Thailand slashes 2014 growth forecast amid political unrest
TAMAKI KYOZUKA, Nikkei staff writer
BANGKOK -- Thailand's economic slowdown worsened during the first three months of the year, as political turmoil continued to weigh on internal demand and reduce exports.
The National Economic and Social Development Board said Monday that seasonally adjusted real gross domestic product shrank 2.1% on the quarter in the January and March period, the first such decline in four quarters.
The NESDB also lowered its growth forecast for 2014 from 3-4%, the result of a previous downgrade in February, to 1.5-2.5% -- below the 2.9% pace logged for 2013.
Real GDP for the January-March term fell 0.6% on the year, marking the first year-on-year decline since October-December 2011, when many carmakers and other companies were devastated by major floods.
Exports, the main driver of the Thai economy, swung into negative territory between January and March, dipping 0.4% on the year.
Private consumption sank 3%. Consumer sentiment flagged as economic stimulus measures under ex-Prime Minister Yingluck Shinawatra, oft criticized as handouts, come to an end. Consumers also felt a chill from the country's chaotic political situation.
New-car sales have been down by nearly 50% on the year since January. Figures had been robust until the first half of 2013, propped up by subsidies for buyers, but began to show year-on-year declines from last May.

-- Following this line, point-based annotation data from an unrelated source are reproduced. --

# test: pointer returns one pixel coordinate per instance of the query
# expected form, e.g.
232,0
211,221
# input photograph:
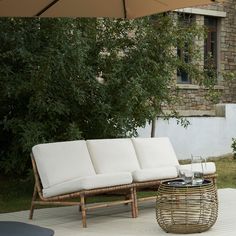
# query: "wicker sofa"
79,169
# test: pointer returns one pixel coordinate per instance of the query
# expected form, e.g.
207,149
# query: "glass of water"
197,163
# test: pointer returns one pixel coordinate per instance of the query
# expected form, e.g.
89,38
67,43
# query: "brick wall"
194,97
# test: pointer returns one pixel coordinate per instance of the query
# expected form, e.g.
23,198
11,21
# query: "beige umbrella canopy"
93,8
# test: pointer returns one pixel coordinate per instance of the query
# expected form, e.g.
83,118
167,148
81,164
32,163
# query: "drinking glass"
197,163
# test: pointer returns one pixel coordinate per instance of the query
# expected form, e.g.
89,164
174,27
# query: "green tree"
65,79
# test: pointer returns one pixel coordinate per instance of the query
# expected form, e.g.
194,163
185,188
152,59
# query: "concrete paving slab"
117,221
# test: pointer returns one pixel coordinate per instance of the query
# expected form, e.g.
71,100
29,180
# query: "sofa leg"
135,201
133,204
83,210
32,203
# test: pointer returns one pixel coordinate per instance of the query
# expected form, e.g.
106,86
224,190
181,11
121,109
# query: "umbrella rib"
124,7
47,7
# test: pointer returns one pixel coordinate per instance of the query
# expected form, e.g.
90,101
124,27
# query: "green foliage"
233,146
66,79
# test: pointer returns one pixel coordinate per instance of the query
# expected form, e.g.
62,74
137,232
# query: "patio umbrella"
93,8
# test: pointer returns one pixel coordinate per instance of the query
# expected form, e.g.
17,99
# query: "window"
182,52
210,45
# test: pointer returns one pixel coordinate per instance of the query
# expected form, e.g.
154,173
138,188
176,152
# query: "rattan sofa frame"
63,200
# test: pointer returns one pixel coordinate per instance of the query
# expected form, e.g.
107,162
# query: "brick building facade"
193,100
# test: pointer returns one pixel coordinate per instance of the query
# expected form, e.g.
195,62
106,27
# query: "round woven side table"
186,208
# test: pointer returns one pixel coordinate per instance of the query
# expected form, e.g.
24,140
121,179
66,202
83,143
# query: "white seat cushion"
208,167
88,183
154,174
112,155
62,161
154,152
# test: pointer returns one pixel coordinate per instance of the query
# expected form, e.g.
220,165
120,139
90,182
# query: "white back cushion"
62,161
112,155
155,152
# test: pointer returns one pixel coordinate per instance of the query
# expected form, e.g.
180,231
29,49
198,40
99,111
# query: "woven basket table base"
187,209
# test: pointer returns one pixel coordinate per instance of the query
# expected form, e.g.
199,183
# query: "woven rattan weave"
186,209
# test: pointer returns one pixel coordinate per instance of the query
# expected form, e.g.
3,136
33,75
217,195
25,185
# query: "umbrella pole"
45,8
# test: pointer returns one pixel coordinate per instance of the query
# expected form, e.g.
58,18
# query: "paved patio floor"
117,221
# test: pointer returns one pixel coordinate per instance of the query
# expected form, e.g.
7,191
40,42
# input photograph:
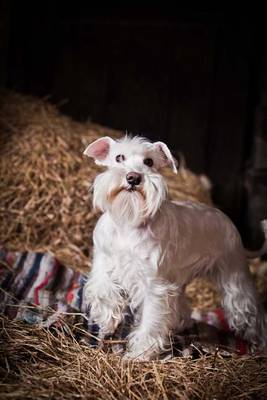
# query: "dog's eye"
149,162
120,158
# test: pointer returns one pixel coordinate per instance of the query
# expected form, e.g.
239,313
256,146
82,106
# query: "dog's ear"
99,150
166,157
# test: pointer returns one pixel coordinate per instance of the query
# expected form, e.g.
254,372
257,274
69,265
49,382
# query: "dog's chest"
130,251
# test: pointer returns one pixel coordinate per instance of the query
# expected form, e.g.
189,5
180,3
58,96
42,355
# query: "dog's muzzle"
134,178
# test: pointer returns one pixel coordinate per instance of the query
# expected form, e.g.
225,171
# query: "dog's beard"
129,206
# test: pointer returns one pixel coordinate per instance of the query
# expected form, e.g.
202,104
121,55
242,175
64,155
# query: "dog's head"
132,188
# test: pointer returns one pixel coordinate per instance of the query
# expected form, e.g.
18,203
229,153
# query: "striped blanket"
38,289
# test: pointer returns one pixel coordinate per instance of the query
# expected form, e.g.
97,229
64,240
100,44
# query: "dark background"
193,77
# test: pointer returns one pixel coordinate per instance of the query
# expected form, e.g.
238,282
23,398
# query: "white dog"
148,248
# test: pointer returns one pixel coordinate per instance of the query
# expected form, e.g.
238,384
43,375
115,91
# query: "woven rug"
37,289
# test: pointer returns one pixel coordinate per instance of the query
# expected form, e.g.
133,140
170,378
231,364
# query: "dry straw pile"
45,206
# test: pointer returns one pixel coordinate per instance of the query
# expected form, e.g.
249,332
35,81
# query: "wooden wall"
188,77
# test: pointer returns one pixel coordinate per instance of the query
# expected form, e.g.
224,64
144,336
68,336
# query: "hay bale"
44,179
51,364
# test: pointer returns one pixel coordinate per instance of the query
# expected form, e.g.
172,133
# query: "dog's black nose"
133,178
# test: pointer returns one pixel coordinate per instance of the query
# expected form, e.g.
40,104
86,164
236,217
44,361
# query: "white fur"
147,249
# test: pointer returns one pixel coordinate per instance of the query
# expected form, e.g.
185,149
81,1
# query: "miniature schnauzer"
148,248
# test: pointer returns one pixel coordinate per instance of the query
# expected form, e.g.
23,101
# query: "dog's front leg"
152,334
103,296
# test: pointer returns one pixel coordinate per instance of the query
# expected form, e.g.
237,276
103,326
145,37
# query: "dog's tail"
263,249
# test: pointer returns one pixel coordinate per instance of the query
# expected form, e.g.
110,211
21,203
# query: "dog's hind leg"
240,302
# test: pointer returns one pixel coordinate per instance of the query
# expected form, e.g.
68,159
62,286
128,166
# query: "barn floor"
45,206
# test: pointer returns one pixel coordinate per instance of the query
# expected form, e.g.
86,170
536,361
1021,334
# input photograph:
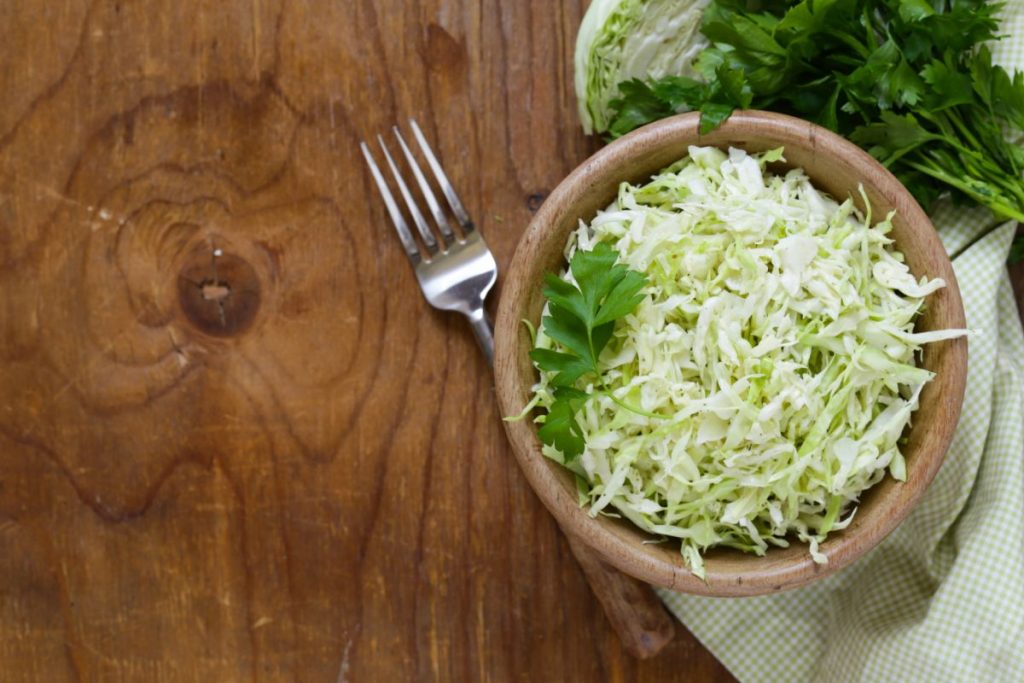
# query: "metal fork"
457,271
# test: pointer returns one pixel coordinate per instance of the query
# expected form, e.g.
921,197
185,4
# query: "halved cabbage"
771,366
624,39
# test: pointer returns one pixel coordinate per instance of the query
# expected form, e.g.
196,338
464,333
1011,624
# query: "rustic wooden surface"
306,479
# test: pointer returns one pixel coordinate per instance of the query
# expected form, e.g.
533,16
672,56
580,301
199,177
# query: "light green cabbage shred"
620,40
775,349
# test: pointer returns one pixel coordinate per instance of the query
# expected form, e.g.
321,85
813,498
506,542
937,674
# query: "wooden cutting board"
235,442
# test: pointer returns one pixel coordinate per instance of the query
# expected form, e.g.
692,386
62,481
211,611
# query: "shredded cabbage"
620,40
769,372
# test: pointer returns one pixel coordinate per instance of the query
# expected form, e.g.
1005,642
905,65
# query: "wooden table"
306,479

Investment in Thailand is also weak. There is a backlog of new investment projects of 200 million baht ($6.24 million) or more waiting for government approval. The Thailand Board of Investment was to have begun working on approvals this month, but the most recent meeting was canceled with no word yet on when work will resume.
Large-scale rail and other infrastructure projects together worth 2 trillion baht face certain delay after a bill to finance them was ruled unconstitutional. Meanwhile, tourism-related consumption continues to fall.
The NESDB lowered its export growth forecast for the year to 3.7% from 5-7%, and evinced concerned about a slump in investment. The board warned that lingering political unrest and a delay in the formation of a new government will obstruct budget compilation and stymie economic activity.